La falta de memoria histórica es uno de nuestros grandes problemas. No solo en México, sino en el mundo entero.
Hace poco menos de 102 años sufrimos la peor pandemia que jamás se hubiera registrado en el mundo, la de la ‘influenza española’, que, de acuerdo con algunas estimaciones, cobró 100 millones de vidas entre 1918 y 1919.
Se trataba del virus AH1N1, que luego resurgiera en México con una mutación.
Hay discusión acerca de si el contagio empezó en Estados Unidos o en Francia. Pero con los traslados de personal militar por efecto de la Primera Guerra Mundial, hubo una difusión muy amplia con muy pocas semanas de diferencia.
Ni la peste negra, que asoló Europa en el siglo XIV, tuvo el alcance de esta pandemia que llegó a gran parte del mundo.
México no escapó a esta enfermedad.
La primera oleada de la pandemia llegó en la primavera de 1918. La segunda, la más grave y mortífera, se presentó en el otoño de ese año. Y luego en 1919 hubo una tercera ola, más leve.
Las estimaciones de algunos historiadores de la salud indican que en el país hubo 300 mil muertes por esta pandemia, es decir, más del doble de los que hasta ahora ha producido el coronavirus en el mundo entero.
En octubre de 1918, la enfermedad se desató en los cuarteles de la Ciudad de México y en algunas entidades fronterizas del norte de la República.
Cuando se presentó la pandemia, el país salía de la Revolución y prácticamente carecía de instituciones. El presidente era Venustiano Carranza y el alcalde de la Ciudad de México (había alcalde entonces) era el general Arnulfo González.
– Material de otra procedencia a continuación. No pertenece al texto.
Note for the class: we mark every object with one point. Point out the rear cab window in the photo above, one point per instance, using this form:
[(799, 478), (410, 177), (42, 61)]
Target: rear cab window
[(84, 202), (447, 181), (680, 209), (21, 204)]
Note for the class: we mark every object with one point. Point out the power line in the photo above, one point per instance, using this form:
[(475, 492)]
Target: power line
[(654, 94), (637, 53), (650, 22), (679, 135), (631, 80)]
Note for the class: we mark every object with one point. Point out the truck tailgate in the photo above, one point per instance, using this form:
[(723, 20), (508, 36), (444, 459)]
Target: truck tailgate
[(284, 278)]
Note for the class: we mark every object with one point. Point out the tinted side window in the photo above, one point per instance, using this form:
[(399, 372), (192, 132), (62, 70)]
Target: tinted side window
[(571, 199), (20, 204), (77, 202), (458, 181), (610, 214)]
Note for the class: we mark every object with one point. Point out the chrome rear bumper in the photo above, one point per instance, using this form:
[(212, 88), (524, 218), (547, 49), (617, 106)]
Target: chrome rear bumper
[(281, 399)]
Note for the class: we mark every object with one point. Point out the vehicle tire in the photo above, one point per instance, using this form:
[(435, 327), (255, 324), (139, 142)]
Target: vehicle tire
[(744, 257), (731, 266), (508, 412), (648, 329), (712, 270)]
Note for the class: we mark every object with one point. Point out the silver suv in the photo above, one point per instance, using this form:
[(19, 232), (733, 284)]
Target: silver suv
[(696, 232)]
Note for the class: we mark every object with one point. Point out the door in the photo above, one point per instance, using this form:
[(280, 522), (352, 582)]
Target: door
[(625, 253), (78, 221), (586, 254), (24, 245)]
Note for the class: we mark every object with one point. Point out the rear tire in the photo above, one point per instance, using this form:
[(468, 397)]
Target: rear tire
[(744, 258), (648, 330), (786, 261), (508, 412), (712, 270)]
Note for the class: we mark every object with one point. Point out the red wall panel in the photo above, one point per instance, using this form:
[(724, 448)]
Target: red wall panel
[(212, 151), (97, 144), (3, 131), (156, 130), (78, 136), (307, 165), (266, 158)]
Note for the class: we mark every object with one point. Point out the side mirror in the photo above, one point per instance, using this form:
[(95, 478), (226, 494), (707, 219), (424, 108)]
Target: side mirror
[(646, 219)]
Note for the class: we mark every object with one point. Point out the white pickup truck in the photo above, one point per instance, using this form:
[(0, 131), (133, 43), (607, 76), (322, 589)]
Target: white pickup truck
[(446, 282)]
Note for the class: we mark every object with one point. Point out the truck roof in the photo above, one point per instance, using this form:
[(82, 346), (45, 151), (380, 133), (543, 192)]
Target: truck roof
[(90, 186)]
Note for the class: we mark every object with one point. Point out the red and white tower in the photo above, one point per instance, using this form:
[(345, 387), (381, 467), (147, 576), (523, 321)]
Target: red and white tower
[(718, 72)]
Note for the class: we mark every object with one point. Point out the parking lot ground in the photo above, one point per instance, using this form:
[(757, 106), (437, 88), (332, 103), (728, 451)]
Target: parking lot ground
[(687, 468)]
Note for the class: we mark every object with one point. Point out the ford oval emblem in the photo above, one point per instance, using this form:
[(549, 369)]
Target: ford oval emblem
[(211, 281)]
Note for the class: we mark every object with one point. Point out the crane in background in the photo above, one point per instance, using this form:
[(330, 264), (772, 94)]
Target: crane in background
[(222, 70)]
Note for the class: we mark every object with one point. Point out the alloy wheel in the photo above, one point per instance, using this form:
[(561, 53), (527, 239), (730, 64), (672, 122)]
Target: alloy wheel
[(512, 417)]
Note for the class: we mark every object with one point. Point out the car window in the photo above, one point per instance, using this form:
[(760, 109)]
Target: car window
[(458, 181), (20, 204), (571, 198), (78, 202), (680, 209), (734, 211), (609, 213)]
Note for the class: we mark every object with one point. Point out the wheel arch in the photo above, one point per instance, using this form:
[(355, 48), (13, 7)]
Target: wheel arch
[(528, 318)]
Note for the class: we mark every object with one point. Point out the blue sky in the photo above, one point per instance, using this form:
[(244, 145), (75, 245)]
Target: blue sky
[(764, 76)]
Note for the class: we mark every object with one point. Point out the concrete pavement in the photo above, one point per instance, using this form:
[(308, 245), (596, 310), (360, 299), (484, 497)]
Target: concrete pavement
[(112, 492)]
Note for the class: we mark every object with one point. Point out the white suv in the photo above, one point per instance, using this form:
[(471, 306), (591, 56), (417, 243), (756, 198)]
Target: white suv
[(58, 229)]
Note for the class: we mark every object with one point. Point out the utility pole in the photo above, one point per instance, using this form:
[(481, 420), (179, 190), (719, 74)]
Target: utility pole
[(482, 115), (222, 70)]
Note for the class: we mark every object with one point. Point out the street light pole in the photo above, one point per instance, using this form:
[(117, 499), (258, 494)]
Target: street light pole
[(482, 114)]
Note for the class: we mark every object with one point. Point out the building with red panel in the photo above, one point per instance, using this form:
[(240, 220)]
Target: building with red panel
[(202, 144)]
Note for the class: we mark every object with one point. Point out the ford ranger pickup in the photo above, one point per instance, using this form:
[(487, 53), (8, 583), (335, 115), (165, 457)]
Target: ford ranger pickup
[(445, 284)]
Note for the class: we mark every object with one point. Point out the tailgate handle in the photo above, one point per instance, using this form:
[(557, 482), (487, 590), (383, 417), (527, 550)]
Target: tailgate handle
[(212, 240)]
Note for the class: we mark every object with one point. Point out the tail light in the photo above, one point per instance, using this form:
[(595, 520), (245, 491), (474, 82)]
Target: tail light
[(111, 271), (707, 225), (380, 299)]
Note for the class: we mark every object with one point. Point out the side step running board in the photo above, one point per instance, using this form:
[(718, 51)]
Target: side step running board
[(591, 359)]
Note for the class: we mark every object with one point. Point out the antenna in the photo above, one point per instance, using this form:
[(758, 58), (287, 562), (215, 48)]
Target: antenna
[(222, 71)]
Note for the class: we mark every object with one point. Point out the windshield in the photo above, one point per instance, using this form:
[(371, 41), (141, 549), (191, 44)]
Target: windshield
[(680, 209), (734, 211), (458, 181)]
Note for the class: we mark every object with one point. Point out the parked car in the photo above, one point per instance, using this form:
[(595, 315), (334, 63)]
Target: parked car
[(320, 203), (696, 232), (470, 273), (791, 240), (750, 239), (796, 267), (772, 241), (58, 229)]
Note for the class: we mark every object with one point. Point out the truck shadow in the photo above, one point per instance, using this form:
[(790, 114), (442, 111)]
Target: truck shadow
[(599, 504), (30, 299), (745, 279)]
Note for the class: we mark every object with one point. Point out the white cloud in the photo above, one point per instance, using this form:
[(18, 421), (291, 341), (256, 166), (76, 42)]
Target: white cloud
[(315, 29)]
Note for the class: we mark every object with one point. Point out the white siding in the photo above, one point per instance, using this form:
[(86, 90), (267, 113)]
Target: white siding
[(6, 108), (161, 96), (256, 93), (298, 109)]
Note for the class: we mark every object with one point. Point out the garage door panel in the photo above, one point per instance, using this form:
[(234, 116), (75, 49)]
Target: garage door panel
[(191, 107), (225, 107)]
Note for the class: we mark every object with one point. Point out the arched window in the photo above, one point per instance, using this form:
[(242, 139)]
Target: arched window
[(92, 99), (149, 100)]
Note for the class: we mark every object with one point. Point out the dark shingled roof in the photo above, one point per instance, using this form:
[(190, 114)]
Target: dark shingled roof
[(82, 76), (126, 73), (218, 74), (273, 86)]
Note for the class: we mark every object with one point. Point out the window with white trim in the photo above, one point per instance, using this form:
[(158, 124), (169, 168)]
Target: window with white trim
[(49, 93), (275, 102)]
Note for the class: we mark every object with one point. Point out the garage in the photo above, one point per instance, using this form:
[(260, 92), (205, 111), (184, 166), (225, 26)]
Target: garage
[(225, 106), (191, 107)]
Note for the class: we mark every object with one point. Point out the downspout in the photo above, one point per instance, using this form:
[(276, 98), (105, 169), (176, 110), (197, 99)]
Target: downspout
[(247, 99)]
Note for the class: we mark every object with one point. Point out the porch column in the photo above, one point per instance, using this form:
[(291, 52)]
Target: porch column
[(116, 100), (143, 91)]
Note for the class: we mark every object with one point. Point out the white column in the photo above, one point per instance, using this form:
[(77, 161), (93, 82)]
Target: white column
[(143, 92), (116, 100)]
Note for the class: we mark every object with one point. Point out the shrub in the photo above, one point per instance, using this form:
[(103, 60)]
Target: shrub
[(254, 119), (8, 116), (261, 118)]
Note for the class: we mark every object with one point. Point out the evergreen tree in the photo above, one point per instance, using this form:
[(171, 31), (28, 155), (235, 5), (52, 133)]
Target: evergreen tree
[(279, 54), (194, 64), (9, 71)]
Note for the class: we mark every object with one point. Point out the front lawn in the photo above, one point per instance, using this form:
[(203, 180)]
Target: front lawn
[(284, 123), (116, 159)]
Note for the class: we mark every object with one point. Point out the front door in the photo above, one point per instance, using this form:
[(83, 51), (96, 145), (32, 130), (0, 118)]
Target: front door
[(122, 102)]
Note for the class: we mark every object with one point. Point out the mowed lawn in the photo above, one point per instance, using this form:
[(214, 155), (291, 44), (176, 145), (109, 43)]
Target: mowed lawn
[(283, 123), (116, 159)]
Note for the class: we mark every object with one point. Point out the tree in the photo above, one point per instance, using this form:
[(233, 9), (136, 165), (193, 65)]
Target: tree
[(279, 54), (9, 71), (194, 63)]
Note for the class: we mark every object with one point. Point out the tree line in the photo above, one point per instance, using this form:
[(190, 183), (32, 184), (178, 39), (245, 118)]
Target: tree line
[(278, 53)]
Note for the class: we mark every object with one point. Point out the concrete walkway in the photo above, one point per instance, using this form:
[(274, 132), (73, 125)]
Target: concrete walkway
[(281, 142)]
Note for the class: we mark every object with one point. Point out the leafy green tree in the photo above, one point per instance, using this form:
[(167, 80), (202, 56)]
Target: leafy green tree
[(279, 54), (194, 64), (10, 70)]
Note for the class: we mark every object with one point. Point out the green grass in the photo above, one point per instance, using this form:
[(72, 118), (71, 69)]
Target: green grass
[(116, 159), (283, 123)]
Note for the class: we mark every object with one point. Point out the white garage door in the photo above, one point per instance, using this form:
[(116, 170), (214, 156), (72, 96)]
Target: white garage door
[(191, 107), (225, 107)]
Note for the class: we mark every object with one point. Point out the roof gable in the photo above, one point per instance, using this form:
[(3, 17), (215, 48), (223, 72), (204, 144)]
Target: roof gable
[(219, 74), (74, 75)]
Como respuesta a la enfermedad se suspendieron las corridas de trenes a las ciudades en las que estalló la pandemia. Los hospitales fueron desbordados rápidamente. Pero a pesar de eso, se decretó una multa de 5 a 500 pesos a los enfermos que salieran a las calles.
Se clausuraron centros de reunión como cines, teatros, escuelas, cantinas, pulquerías.
A las 11 de la noche se suspendía el tránsito de la Ciudad y se multaba a quien circulara después.
No había cubrebocas, por lo que se recomendaba al personal sanitario usar tapones en la nariz, además de una solución de creolina y ácido fénico para desinfectar. El tratamiento de los enfermos era con base en quinina, por cierto, algo no muy diferente a lo que ahora propone Trump: la hidroxicloroquina.
De acuerdo con el excelente trabajo de Lourdes Márquez Morfín y América Molina del Villar, titulado ‘El otoño de 1918: las repercusiones de la pandemia de gripe en la Ciudad de México’, algunos comercios colgaron cartelones que decían: “¡No dé usted la mano!”.
La prensa criticó al gobierno porque ya extendida la pandemia en la capital no se habían retirado a los vendedores callejeros.
Las rudimentarias mascarillas que se desarrollaron fueron recomendadas a enfermeras y doctores, así como sepultureros y personal de los panteones.
Los periódicos de la época narran cómo se amontonaban los cadáveres a la espera de sus cajas, pues no había suficientes para contener a los cuerpos.
El Demócrata, un medio muy crítico de entonces, cuestionaba en un editorial del 28 de octubre de 1918:
“México no estaba ni remotamente preparado, desde el punto de vista sanitario, para evitar la pandemia actual. Las insalubres costumbres que el Ayuntamiento no ha cuidado desterrar… el desaseo innato del pueblo, la acumulación de basura en las calles, son cosas que debieron combatirse con tenacidad”.
¿Le suena conocido?
Quizás algo aprendimos en materia de prevención de los desastres que ocasionan los terremotos, pero en cuestión de impedir los estragos de una pandemia –por más que el gobierno argumente– vemos cómo se repiten los errores que se cometieron hace poco más de un siglo.
A ver si nos sirve esta dolorosa lección.